In 1994 Phillips graduated. School officials say they never received a final HUD report. Instead of leaving well enough alone, Mary Washington billed him for $1,200 - four semesters' worth of single-housing charges.
Mr. Phillips contacted HOME, and the organization filed an action through the U.S. Justice Department.
The feds have made offers to the state to settle the case. The Virginia attorney general's office - which is representing the college - claims that one such offer included $85,000 in compensatory damages to Mr. Phillips and HOME, and sensitivity training for Mary Washington administrators and students, to include traveling about campus in wheelchairs for a week.

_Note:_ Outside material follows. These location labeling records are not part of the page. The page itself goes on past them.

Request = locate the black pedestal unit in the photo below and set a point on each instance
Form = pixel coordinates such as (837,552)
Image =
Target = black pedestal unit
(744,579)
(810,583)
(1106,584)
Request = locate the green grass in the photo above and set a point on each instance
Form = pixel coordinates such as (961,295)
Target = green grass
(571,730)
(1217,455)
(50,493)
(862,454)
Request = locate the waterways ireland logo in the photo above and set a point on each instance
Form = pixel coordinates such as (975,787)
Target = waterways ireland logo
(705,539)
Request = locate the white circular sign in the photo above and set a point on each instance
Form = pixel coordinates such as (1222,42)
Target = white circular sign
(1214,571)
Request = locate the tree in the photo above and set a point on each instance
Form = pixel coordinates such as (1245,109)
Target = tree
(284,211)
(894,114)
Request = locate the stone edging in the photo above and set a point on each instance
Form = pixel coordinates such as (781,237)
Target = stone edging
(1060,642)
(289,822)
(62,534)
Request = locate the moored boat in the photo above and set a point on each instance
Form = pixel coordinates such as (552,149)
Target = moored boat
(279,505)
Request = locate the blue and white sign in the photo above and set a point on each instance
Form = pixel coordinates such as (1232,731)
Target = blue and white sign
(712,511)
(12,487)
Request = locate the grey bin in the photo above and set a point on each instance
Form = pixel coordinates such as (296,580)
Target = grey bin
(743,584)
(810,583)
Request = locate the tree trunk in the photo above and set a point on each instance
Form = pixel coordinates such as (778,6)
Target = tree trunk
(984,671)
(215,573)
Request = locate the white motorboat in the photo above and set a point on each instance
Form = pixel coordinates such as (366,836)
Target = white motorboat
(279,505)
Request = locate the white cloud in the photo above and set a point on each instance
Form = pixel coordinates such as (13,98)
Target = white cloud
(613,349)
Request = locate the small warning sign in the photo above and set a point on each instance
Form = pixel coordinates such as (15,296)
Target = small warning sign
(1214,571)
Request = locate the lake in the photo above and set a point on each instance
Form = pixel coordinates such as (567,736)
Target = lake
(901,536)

``These demands are outrageous,'' says deputy state Attorney General William Hurd.
He's right; they are.
Meanwhile, Mary Washington College has canceled Mr. Phillips' $1,200 debt.
But Mr. Phillips has not agreed to cancel his lawsuit. The matter seems certain to go to trial.

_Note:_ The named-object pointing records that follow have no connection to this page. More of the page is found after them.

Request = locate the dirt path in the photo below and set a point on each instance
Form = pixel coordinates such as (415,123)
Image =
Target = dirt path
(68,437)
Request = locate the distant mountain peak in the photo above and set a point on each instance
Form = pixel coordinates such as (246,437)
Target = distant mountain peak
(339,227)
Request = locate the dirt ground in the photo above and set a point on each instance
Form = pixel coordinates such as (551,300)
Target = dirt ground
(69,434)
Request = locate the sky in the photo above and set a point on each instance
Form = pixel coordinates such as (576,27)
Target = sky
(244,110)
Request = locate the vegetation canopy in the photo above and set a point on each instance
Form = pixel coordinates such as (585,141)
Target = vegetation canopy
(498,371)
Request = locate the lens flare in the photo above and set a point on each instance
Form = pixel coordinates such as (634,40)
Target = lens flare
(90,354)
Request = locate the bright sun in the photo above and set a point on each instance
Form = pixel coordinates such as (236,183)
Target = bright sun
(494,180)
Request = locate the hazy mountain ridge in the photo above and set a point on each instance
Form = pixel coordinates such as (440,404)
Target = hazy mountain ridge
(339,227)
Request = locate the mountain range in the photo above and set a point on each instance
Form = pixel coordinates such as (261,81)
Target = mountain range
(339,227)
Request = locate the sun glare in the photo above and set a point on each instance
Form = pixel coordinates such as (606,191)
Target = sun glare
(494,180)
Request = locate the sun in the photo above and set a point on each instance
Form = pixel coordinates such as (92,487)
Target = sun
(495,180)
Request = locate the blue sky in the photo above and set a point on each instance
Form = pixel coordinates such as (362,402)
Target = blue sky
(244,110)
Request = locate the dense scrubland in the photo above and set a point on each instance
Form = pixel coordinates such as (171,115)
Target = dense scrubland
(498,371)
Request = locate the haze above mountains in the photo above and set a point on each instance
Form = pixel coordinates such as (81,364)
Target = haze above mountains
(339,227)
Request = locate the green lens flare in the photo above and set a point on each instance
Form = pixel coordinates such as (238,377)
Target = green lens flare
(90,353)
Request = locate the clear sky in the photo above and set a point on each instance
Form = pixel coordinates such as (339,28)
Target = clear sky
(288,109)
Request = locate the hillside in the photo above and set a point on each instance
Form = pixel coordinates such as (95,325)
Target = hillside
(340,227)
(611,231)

Virginia taxpayers ought to be asking: How in the world did this happen?
Under the lawsuit filed last week, Mr. Phillips and HOME are seeking an unspecified monetary award against the college for damage caused when he was billed for his single room.
Mr. Phillips is right; it's a nuisance to receive bills, especially erroneous ones. But $85,000? It seems the Mary Washington College billing department is not the only one short on common sense.
Deputy Attorney General Hurd has vowed the state will pay ``not one cent'' in damages to Phillips. But the cost of defending against the lawsuit will inevitably be passed on to taxpayers.
Let's go back a bit. To the point where the school in 1992 contended that Mr. Phillips had no medical need to have a single room just because he was using a wheelchair.
Have these dunderheads never visited a college dorm room? Unless the rooms have grown considerably in the 20 years since I lived in one, these cells were never meant to be shared by two people and a wheelchair.
Oops, we're talking sense here, and there's no room for sense in a rule book.
Mr. Hurd says the reason Phillips was billed after he graduated was to tidy things up.
``Heck,'' Hurd said this week, ``HUD never got back to the college; they guessed HUD was abandoning the case. So the college sent him a bill because they wanted to go ahead and close out the case.''
Well, far from closing out the case, the college blundered into reopening it. In a big way.
We don't know how this story will end. But get out the checkbook. MEMO: Ms. Dougherty is an editorial writer for The Virginian-Pilot.